Dubai, UAE
Dubai is the most modern city/state of all seven emirates (kingdoms) in the United Arab Emirates. Ultramodern architecture and skyline, where everything is “the biggest” and “the best”. With our tour guide Shah, we visited a mosque, toured a high-end market (souk), visited the Jumeira Beach for our first view of the Burj Al Arabe, took a ferry to Old Dubai, and visited the King’s Palace. Details from his tour follow below photos.
Dinner at Burj Al Arabe, "the world's most luxurious 7 star hotel"... recall the scene of the amazing the Agassi and Federer tennis game, and Tiger Woods and Rory McIllroy driving golf balls into the sea? It happened here. This visit with Roger Federer is a good view into the Burj Al Arab, but this video really captures the grand scale. (Here is a fun video for Lynn and Linda).
Tour of Burj Khalifa, currently the tallest structure in the world (the photo at the top of this page shows the view from the top).
Observations per our “local” guide Shah*:
Religion/Culture:
As the most modern of the kingdoms, there is no dress code in Dubai
A girl is a “gift from God”, it is good luck for two weeks for a baby girl, good luck for two days for a baby boy…
Public affection is illegal
70% are men in Dubai – they must leave when 60!

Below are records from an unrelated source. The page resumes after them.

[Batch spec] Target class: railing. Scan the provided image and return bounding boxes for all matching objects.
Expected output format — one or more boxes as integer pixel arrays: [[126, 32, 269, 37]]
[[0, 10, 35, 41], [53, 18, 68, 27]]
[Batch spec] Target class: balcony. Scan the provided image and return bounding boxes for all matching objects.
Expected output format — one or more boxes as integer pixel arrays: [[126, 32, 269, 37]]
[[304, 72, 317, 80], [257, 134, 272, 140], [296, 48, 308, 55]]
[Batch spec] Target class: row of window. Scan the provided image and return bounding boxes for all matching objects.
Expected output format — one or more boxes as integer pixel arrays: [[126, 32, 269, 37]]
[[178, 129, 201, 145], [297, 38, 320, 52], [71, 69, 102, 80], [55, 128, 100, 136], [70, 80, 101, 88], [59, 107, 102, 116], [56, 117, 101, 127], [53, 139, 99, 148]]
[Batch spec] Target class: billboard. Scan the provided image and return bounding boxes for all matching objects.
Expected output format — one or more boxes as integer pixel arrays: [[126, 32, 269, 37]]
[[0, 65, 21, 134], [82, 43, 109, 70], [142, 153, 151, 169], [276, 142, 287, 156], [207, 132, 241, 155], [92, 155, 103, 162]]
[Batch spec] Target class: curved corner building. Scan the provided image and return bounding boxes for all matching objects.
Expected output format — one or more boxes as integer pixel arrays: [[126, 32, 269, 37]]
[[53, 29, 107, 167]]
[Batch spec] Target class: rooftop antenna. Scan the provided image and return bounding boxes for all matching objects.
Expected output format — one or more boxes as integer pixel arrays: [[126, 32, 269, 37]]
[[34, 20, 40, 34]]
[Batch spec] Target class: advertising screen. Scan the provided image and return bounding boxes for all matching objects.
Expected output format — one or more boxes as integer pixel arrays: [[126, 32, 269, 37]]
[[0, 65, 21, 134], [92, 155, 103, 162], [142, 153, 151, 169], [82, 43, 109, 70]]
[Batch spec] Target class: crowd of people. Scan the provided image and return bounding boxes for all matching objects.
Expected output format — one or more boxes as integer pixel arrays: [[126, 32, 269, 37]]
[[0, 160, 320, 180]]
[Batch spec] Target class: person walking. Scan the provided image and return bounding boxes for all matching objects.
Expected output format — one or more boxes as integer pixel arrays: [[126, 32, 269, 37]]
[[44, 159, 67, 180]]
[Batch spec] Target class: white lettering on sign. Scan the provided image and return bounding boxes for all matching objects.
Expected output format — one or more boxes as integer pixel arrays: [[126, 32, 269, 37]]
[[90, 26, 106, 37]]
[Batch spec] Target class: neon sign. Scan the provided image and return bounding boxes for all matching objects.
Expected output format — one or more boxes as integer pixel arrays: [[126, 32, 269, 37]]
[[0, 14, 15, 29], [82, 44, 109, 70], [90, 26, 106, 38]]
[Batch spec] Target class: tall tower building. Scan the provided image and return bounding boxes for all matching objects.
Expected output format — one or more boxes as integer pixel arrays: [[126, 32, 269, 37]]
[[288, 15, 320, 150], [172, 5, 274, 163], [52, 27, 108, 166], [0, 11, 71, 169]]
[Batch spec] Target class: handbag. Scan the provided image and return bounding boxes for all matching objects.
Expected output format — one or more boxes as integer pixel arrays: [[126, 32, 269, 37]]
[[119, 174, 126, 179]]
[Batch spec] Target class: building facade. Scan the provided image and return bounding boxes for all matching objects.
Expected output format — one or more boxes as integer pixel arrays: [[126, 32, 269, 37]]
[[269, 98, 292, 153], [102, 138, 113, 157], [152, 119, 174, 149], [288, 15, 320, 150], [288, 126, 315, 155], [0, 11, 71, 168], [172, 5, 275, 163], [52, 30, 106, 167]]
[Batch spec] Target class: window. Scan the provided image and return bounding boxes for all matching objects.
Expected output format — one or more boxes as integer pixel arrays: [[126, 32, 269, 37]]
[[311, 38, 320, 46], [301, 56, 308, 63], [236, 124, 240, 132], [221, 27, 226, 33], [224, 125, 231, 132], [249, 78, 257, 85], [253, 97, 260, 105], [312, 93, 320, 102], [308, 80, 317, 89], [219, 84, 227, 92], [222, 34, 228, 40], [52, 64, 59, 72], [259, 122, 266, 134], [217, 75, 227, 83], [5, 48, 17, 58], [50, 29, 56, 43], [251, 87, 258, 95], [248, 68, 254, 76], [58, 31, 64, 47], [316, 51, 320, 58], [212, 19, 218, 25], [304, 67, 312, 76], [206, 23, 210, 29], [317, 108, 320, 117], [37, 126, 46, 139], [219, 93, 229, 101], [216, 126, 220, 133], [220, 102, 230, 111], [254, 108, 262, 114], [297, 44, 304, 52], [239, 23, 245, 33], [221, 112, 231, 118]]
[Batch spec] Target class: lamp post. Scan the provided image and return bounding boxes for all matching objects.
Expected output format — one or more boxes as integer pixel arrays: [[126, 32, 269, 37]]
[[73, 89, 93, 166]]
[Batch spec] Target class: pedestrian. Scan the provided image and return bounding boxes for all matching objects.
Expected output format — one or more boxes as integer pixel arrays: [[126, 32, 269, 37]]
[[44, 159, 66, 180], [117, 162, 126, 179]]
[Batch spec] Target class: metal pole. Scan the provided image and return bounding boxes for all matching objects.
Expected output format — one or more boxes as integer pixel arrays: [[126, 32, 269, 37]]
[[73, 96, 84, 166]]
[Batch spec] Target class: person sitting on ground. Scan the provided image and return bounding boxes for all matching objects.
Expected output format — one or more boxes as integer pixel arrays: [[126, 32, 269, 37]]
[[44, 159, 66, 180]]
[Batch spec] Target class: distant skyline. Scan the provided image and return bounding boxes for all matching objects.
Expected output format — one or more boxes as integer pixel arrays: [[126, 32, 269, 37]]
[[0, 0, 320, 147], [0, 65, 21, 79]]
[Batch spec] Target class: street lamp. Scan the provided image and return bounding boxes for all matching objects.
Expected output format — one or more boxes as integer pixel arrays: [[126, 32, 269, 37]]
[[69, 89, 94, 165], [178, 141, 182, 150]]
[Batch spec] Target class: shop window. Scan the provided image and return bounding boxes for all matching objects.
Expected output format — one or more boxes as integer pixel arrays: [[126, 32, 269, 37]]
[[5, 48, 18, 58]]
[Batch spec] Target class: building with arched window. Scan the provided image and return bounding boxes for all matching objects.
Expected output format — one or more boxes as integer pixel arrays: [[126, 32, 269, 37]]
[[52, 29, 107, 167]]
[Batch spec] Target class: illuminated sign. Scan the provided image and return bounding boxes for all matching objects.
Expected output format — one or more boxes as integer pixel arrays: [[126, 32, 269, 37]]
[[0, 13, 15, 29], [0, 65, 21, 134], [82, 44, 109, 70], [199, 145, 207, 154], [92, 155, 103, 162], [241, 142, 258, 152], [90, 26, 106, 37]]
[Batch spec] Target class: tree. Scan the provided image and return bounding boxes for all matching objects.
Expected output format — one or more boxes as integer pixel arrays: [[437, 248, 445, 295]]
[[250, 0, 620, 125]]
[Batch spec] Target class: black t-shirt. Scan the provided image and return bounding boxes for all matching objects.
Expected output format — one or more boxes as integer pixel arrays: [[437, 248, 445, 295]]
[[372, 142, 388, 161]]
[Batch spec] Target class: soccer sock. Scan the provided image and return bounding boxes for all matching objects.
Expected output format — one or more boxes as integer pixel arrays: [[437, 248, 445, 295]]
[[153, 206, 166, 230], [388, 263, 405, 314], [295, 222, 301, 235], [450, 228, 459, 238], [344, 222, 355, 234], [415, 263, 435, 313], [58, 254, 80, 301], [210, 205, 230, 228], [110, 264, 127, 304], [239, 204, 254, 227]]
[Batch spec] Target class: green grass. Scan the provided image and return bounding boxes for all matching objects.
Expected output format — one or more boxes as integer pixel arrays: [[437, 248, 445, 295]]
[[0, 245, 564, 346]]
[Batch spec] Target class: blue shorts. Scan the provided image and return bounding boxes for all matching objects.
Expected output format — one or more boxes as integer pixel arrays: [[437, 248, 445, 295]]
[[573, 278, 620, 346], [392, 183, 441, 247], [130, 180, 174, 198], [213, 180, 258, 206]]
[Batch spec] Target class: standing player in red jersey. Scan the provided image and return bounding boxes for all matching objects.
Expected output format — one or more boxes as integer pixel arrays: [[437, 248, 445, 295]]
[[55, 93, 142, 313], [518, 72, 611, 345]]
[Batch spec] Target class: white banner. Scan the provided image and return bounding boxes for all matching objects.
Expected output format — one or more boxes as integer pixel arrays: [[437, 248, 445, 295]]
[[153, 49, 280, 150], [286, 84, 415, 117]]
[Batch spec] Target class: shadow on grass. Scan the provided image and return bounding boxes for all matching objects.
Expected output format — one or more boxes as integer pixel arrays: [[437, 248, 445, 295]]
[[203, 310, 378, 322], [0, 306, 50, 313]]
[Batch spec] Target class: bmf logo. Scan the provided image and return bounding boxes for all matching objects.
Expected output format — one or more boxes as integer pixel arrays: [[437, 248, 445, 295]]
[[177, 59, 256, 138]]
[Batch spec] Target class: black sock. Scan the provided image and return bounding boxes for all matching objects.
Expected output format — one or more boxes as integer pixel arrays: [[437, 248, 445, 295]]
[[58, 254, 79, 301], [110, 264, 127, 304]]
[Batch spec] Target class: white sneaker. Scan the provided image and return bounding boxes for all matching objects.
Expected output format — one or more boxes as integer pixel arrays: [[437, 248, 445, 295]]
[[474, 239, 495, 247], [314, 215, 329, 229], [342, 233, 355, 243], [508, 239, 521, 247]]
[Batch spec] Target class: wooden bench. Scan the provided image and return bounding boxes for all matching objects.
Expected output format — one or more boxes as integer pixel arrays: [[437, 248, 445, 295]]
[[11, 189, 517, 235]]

No one with a passport stamp from Israel is allowed in any Muslim country
A UAE citizen can go in any country but Israel
Drugs? Lifetime jail for both buyers and sellers throughout GCCs, and after jail, banned from GCC
$500 fine for littering, if you have no money, you go to jail
Police can be wearing civilian clothes
CCTV throughout – you are always being watched! "That is ok if you are doing nothing wrong." 😉
"No crime or homelessness in Dubai"
Shah has (illegal) VPN on phone – if he were found out, it would be 3 months jail, and a 50k AED fine
Muslim men cannot wear gold (too feminine, a woman’s decoration), silk, velvet, or alcoholic perfume
If locals marry each other, they get a new home and $20k - if woman is 35+, $40k
White head scarves identify UAE/water tribes; red check scarves signify Saudi/mountain tribes
The King – Sheikh Mohammed bin Rashid:
Has 5 wives, 9 sons and 14 daughters (only 3 have been seen)
First wife is never seen, second is popular (and young)
King owns 3,000 horses around the world
No police patrol the King’s palace – anyone can walk right up
Economy:
Half of the people in Dubai are tourists
927 hotels – every other new building is a hotel
500 mosques
98% of goods are imported
Japan is biggest oil consumer
UAE was the first country to "appreciate immigrant bans", in 2013 UAE had already banned certain countries (Shah: "if it was a “Muslim ban”, it would have been 100 countries")
Would solar power work? Panels get too dusty – rain only 2-3x per year.
Currency: $1 = 3.67 AED fixed (dirham)
The value of the dollar never changes in the GCC - The Gulf Cooperation Council is a regional political organization comprising the energy rich Gulf monarchies – Bahrain, Kuwait, Oman, Qatar, Saudi Arabia, and the United Arab Emirates.
* All “local” tour guides are foreigners! There are only 14% locals in Dubai. Our guide Shah is from Afghanistan. He says Obama was too getting too friendly with countries in the Middle East, and that Trump was well liked here because “he means what he says” (referring to Syrian red line). “At least he is doing something”. “Obama could have been a better actor – he was better at being cool than being reflective about what countries (in the Middle East) needed.” “Refugees [with no documentation] can easily reassign themselves from another country (and do).”
Observations:
Two things gave me an eery feeling about the survival of Western culture (and Christianity?):
First, population growth - it is not news that Muslims are having relatively more babies than non-Muslims (Pew research).
But another noteworthy observation - there is so much growth and construction in the Arabian Kingdoms, and in the Middle East (more here)... missing is the Western obsession with feelings and identity. Everywhere people are working:
37% of the world's cranes are working in Dubai - 24 hours a day.